De regering hecht groot belang aan het waarborgen van een verantwoorde uitzenddruk voor militairen. Bij het nemen van een besluit tot uitzending, alsmede het vaststellen van de duur van deelneming aan een operatie is de beschikbaarheid van eenheden dan ook van groot gewicht. Het valt echter niet altijd uit te sluiten dat het belang van een operatie met zich meebrengt dat in sommige, veelal individuele, gevallen eerder dan verhoopt opnieuw een beroep moet worden gedaan op bepaalde functionarissen. Hoewel dit zoveel mogelijk wordt voorkomen, kunnen harde garanties aan individuele militairen onmogelijk worden gegeven.
Welke structurele besparing levert het opheffen van de reserve-eenheden op? Wordt het af te stoten reservematerieel verkocht? Zo ja, wat gaat dit aan inkomsten opleveren?
Overweegt de regering om materieel afkomstig uit de reservecomponent niet te verkopen maar door te sluizen naar parate eenheden die daar behoefte aan hebben?

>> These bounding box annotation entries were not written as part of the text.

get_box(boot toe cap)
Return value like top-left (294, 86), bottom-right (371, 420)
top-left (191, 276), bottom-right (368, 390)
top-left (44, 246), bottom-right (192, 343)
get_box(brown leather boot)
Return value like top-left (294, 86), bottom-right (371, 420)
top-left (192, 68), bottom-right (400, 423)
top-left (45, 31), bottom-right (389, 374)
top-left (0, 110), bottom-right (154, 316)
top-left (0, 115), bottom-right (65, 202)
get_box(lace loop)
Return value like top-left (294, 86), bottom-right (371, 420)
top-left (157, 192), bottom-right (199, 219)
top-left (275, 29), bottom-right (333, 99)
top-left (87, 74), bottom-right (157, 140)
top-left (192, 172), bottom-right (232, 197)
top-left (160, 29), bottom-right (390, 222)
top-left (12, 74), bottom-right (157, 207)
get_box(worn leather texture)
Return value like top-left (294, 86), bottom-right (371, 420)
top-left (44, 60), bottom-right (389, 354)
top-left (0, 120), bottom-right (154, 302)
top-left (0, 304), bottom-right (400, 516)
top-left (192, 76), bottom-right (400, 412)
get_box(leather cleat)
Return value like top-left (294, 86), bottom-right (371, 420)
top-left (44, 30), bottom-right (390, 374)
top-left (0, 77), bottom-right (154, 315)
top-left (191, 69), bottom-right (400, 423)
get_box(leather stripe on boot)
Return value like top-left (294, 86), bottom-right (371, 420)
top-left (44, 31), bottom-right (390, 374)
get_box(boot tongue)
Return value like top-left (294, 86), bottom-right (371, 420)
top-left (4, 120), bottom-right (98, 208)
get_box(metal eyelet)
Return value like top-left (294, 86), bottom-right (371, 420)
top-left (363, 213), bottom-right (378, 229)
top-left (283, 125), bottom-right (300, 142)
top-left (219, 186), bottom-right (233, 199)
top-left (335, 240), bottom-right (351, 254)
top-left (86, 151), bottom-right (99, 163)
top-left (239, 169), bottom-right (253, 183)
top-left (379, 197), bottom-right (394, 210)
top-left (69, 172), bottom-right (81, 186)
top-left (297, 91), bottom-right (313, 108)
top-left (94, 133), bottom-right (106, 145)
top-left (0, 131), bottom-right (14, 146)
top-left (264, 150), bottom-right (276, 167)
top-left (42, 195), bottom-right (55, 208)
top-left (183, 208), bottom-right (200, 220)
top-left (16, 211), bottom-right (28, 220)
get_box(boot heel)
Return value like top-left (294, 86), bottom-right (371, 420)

Welke bezuiniging wordt per 2006 (en structureel doorwerkend) bereikt door het afschaffen van de reserve-eenheden van de Koninklijke Landmacht? Welke waarde vertegenwoordigen deze eenheden met het daarbij behorende materiaal, qua gedane investeringen? Hoeveel zou eventuele verkoop van het betreffende materieel aan andere landen opleveren? Hoe lang zou het betreffende materieel nog inzetbaar kunnen zijn? Met welk percentage zal het aantal wapensystemen van de Koninklijke Landmacht door deze maatregel afnemen? Betekent deze maatregel dat de kans op een groot conflict waarbij essentiële Nederlandse belangen op het spel staan nu volstrekt wordt uitgesloten?
Worden met de afschaffing van de reservecomponent ook de reserve-onderdelen binnen parate brigades beoogd?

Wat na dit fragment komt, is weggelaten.